THOMAS L. DELWORTH
NOAA/Geophysical Fluid Dynamics Laboratory
As someone who is mostly familiar with modeling and the efforts that go into it, I am very appreciative of the tremendous effort that goes into constructing observational data sets. The data sets are of critical importance in assessing the ability of models to simulate climate and its variability. I have a few comments and a couple of examples from modeling work to emphasize the importance of the work that Dr. Parker is doing, particularly with regard to the importance of sea ice for low-frequency climate variability.
Examination of low-frequency variability contained in a multi-century integration of a coupled ocean-atmosphere model reveals that there are very long time scales associated with a number of oceanic variables in the polar latitudes of the Southern Hemisphere. In particular, there is a tremendous amount of low-frequency variability in the ice thickness, which then has a substantial impact on the model atmospheric variability. Sea ice, in some regions, can virtually disappear for times as long as a decade, with the result that surface air temperatures are much higher during this period. When you look at interdecadal model variability, features such as this are quite striking. It is critical to increase our observational data base for quantities such as sea ice in order to be able to assess whether such model features exist in the real climate system. Some of the data sets produced by Dr. Parker should help with that.
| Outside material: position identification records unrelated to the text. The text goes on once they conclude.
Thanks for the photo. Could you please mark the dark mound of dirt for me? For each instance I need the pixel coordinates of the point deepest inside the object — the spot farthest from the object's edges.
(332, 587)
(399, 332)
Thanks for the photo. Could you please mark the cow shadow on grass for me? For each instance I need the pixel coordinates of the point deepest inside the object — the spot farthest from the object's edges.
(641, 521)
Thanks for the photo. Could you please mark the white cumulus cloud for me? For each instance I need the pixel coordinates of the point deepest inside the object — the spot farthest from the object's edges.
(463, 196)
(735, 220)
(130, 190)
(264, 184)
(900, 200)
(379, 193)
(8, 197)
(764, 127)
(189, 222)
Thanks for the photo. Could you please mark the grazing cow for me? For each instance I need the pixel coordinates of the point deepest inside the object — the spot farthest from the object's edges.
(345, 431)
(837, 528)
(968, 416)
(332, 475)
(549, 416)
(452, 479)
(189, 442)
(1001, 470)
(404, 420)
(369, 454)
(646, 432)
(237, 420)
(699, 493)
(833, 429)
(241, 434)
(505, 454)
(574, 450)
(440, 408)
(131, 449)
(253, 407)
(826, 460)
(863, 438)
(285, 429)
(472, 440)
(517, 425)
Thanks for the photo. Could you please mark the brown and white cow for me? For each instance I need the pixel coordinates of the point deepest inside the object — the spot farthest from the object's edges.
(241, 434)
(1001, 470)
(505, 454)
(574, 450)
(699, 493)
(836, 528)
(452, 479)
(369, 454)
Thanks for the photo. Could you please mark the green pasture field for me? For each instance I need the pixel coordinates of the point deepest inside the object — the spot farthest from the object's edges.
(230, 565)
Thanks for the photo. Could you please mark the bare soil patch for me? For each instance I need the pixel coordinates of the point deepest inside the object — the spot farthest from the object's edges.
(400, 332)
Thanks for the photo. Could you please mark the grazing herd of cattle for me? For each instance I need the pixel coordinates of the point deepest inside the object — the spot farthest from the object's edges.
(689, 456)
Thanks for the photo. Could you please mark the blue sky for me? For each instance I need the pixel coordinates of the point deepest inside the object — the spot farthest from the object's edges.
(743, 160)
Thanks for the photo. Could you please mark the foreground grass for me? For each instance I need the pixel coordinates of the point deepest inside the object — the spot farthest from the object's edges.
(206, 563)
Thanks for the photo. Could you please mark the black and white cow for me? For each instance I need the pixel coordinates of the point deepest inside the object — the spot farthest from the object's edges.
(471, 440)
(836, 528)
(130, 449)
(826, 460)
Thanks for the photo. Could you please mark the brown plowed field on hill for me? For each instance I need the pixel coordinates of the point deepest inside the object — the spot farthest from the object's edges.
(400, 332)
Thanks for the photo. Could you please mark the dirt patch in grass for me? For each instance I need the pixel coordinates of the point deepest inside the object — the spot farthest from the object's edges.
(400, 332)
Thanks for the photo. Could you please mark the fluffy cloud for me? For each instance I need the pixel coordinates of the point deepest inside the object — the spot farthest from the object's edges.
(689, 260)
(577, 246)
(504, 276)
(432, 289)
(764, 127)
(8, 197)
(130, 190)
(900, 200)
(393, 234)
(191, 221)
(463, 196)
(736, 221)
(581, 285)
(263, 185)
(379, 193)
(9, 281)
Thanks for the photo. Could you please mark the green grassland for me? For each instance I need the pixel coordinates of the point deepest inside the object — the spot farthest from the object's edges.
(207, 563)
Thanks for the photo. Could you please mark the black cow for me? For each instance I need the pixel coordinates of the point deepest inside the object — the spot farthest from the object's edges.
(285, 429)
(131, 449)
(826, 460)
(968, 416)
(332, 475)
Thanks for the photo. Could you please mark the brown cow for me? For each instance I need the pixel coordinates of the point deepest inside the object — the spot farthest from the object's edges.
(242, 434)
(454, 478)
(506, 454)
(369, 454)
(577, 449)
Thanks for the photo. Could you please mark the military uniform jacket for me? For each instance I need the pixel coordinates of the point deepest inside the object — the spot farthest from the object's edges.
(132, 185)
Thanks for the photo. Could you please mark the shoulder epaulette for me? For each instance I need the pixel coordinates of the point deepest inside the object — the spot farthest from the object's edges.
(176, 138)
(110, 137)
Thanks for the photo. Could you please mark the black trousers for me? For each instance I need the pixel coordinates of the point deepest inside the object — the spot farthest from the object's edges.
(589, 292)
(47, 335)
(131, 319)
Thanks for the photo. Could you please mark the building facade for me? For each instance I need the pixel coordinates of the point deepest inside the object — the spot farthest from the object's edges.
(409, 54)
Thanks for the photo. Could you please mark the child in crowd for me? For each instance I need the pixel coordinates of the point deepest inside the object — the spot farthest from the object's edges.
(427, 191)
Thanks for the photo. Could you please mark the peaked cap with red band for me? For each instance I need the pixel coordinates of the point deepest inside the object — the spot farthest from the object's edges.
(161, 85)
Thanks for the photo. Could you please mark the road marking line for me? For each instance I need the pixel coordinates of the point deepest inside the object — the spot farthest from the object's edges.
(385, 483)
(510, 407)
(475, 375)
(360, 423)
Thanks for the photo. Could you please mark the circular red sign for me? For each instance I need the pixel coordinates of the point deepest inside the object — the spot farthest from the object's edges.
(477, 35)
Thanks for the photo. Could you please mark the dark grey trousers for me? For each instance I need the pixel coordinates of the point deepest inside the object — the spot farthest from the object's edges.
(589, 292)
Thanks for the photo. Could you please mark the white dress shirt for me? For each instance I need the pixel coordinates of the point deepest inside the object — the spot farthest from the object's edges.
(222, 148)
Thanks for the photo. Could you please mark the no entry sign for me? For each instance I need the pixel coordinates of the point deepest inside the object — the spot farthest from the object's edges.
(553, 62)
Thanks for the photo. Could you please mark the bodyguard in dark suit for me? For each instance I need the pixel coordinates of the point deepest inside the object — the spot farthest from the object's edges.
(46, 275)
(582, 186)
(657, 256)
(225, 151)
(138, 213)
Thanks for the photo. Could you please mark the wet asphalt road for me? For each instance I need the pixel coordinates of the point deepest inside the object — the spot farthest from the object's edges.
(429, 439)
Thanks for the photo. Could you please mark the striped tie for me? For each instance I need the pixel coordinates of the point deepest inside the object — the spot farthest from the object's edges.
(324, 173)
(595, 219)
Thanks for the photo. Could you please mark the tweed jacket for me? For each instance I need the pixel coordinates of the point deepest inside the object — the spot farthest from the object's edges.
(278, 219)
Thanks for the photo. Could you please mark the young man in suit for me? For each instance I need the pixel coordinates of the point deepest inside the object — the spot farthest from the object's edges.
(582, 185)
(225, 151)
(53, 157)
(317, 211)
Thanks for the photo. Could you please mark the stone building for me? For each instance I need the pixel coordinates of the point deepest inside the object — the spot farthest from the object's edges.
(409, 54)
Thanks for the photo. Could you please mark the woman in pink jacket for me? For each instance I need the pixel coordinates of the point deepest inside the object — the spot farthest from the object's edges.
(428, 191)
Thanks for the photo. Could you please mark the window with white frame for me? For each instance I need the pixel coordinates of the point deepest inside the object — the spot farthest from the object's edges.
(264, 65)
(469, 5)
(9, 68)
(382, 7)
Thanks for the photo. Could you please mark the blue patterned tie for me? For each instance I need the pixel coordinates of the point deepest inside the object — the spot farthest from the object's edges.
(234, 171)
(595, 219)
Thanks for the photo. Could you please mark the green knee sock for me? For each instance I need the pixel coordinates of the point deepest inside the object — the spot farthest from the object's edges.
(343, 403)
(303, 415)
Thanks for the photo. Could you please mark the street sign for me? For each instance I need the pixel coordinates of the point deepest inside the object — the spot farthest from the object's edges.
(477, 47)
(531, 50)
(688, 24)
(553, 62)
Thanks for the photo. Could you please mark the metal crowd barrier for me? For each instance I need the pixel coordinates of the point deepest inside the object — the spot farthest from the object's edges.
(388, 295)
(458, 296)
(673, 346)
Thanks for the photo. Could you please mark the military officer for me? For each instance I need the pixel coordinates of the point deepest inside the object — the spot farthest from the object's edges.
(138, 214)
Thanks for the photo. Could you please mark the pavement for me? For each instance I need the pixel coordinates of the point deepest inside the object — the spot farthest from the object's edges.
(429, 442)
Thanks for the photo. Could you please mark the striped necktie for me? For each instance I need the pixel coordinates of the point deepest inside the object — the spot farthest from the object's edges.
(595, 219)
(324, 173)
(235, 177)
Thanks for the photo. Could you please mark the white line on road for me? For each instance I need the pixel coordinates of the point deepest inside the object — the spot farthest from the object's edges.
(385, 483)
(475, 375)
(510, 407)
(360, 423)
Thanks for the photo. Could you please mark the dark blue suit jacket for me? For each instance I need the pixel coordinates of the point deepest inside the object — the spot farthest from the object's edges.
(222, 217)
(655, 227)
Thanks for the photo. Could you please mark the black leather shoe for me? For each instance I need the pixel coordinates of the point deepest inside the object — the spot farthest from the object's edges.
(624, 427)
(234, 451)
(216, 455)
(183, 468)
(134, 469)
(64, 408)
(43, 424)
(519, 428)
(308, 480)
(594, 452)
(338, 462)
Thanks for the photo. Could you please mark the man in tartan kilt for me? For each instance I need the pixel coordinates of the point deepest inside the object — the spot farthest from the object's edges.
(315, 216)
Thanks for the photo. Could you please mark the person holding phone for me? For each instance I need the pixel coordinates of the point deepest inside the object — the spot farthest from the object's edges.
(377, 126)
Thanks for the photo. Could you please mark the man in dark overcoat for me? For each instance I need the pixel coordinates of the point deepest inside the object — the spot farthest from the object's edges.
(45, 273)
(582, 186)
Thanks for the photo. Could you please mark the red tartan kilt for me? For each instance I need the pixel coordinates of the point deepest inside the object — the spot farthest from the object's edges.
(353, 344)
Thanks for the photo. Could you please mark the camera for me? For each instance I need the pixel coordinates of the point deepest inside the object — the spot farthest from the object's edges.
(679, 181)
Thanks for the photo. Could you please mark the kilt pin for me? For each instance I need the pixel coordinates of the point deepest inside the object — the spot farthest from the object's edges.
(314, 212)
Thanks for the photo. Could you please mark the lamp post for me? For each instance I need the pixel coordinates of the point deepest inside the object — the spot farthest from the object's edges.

A key point in his manuscript is the theme of attempting to obtain more information from the available observations through the use of empirically motivated assumptions about the spatial and temporal scales of variations in the observed data. It is therefore critical to keep in mind when utilizing this data the assumptions that go into it. Two key assumptions are the degree of persistence in time and the spatial structure of the data. In general, this represents a powerful technique for supplementing existing data sets. There is, however, a potential for this technique to underestimate variability in data-scarce regions. This potential bias must be kept in mind.
An additional point Dr. Parker made is the critical importance of recovering and digitizing existing observations from data-poor regions. Allow me to comment on the importance of this with an additional modeling example. In characterizing low-frequency variability, a simple technique is to compute at each grid point the serial correlation of data time series. This is a measure of the persistence in the data and thus the inherent time scales. The results of such computations using annual mean sea surface temperature computed in a coupled model shows some very intriguing features. The longest time scales of sea surface temperature anomalies appear to be associated with higher latitudes where deepwater formation is occurring in the model. There are also very long time scales in the circum-Antarctic region. These are features that we would like to investigate in the observations, but the limitations in observational data sets make that difficult. For example, computing serial correlations of observed annual mean sea surface temperature from MOHSST4 produces a map with large data-void regions. In particular, the very intriguing model features in variability occur in regions with insufficient observations to assess their validity. Therefore, the technique that Dr. Parker is trying to use to extract more information from the observations available is really a critical one.
The techniques of data analysis described in the manuscript check for physical consistency between independent data. In particular, comparisons were made between derived and observed wind fields, and inconsistencies between the two were noted and studied. This is an important technique, and is an appropriate method to assess what features are real and what features are not.
Finally, as Dr. Parker mentioned, these data sets are of great utility in conducting simulations of the climate of the twentieth century. It would be beneficial to have other variables available in such a format. For example, land-surface processes might have a role in climate variability. One can envision a similar data set of time-varying land-surface characteristics over the twentieth century.